Jasper Gabriele P, Francisco Gina M, Telfeian Albert E
Center for Pain Control, Brick, NJ; 2Brown University, Providence, RI.
Pain Physician. 2014 Nov-Dec;17(6):E703-8.
Lumbar degenerative spondylolisthesis is a common entity and occurs mainly in elderly patients. The trend in surgery has been to offer decompression with instrumented fusion based on patient-based outcome data and the inherent instability of the condition.
Transforaminal endoscopic discectomy and foraminotomy is an ultra-minimally invasive outpatient surgical option available to patients that does not require general anesthesia and does not involve the same amount of destabilizing facet joint removal as a traditional laminectomy and medial facetectomy. The purpose of this study was to assess the benefit of tranforaminal endoscopic discectomy and foraminotomy in patients with lumbar 4-5 (L4-L5) and lumbar 5-sacral 1 (L5-S1) spondylolisthesis and lumbar radiculopathy.
After Institutional Review Board Approval, charts from 21 consecutive patients with L4-L5 or L5-S1 spondylolisthesis and complaints of lower back and radicular pain who underwent endoscopic procedures between 2007 and 2012 were reviewed.
The average pain relief one year postoperatively was reported to be 71.9%, good results as defined by MacNab. The average pre-operative VAS score was 8.48, indicated in our questionnaire as severe and constant pain. The average one year postoperative VAS score was 2.30, indicated in our questionnaire as mild and intermittent pain.
This is a retrospective study and only offers one year follow-up data for patients with spondylolisthesis undergoing endoscopic spine surgery for treatment of lumbar radiculopathy.
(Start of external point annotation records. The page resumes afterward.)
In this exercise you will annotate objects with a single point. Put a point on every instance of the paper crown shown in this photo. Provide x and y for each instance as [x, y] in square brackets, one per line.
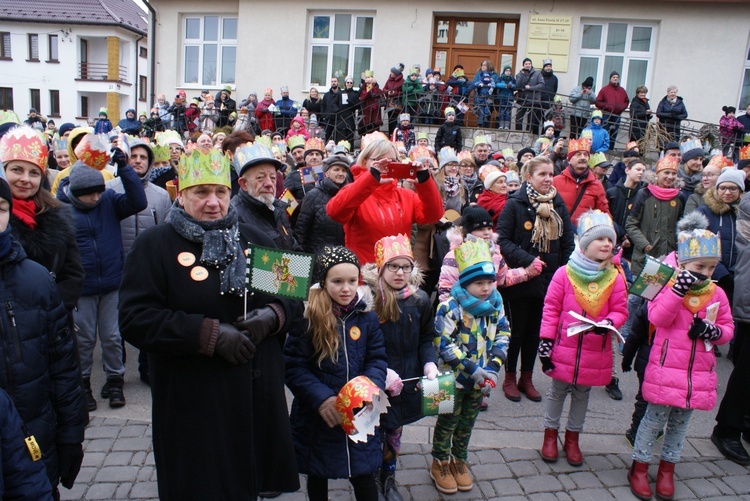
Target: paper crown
[581, 144]
[161, 152]
[692, 144]
[480, 140]
[368, 139]
[315, 144]
[597, 159]
[92, 151]
[720, 161]
[667, 163]
[203, 167]
[247, 156]
[26, 144]
[389, 248]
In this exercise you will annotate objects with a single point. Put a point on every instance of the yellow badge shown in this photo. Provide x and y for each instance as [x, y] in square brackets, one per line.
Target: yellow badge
[186, 258]
[199, 273]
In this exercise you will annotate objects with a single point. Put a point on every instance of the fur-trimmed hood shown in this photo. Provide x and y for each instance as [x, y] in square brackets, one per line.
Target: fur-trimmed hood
[717, 206]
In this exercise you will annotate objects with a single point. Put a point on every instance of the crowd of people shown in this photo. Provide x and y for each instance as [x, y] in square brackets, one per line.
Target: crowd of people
[428, 256]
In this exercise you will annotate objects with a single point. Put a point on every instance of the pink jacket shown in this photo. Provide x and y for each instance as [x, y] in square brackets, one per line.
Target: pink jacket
[585, 358]
[682, 372]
Endoscopic discectomy is a safe and effective alternative to open back surgery. The one year follow-up data presented here appears to indicate that an ultra-minimally invasive approach to the treatment of lumbar radiculopathy in the setting of spondylolisthesis that has a low complication rate, avoids general anesthesia, and is outpatient might be worth studying in a prospective, longer term way. IRB approval: Meridian Health: IRB Study # 201206071J.
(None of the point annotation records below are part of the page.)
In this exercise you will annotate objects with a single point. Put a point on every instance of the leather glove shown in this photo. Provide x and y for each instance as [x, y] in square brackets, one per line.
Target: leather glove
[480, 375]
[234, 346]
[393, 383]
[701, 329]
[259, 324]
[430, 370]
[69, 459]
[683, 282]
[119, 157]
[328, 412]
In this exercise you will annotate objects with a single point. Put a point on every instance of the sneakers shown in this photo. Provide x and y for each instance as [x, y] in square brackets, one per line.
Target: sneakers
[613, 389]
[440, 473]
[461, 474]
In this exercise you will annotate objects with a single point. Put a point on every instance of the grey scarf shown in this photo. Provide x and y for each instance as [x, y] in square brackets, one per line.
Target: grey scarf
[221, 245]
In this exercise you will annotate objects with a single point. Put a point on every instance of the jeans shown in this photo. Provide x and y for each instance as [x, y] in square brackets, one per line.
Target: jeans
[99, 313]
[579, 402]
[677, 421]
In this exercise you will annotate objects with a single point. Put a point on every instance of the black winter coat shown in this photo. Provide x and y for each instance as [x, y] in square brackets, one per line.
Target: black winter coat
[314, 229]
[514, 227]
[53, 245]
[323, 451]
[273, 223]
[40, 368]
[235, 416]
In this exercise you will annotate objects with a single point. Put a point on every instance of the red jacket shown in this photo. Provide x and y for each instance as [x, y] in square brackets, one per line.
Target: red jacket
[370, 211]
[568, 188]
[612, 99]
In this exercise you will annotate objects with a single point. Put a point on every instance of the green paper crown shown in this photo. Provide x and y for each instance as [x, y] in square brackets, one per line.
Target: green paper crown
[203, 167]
腰椎退变性椎体滑脱是一种常见病症,主要发生于老年患者。基于以患者为基础的疗效数据以及该病症固有的不稳定性,手术趋势一直是进行减压并辅以器械融合。
经椎间孔内镜下椎间盘切除术和椎间孔切开术是一种可供患者选择的超微创手术,无需全身麻醉,且与传统椎板切除术和内侧小关节切除术相比,所涉及的小关节破坏程度不同。本研究的目的是评估经椎间孔内镜下椎间盘切除术和椎间孔切开术对伴有腰椎4 - 5(L4 - L5)和腰5 - 骶1(L5 - S1)椎体滑脱及腰椎神经根病患者的疗效。
经机构审查委员会批准,回顾了2007年至2012年间连续21例接受内镜手术的L4 - L5或L5 - S1椎体滑脱且有下背部及神经根性疼痛主诉患者的病历。
据报告,术后一年平均疼痛缓解率为71.9%,按照MacNab标准为良好结果。术前平均视觉模拟评分(VAS)为8.48,在我们的问卷中表明为严重且持续的疼痛。术后一年平均VAS评分为2.30,在我们的问卷中表明为轻微且间歇性的疼痛。
这是一项回顾性研究,仅提供了接受内镜脊柱手术治疗腰椎神经根病的椎体滑脱患者的一年随访数据。
内镜下椎间盘切除术是开放性背部手术的一种安全有效的替代方法。此处呈现的一年随访数据似乎表明,对于伴有椎体滑脱的腰椎神经根病,采用超微创手术方法,并发症发生率低,避免全身麻醉且为门诊手术,可能值得进行前瞻性、长期研究。机构审查委员会批准:子午线健康:机构审查委员会研究编号# 201206071J。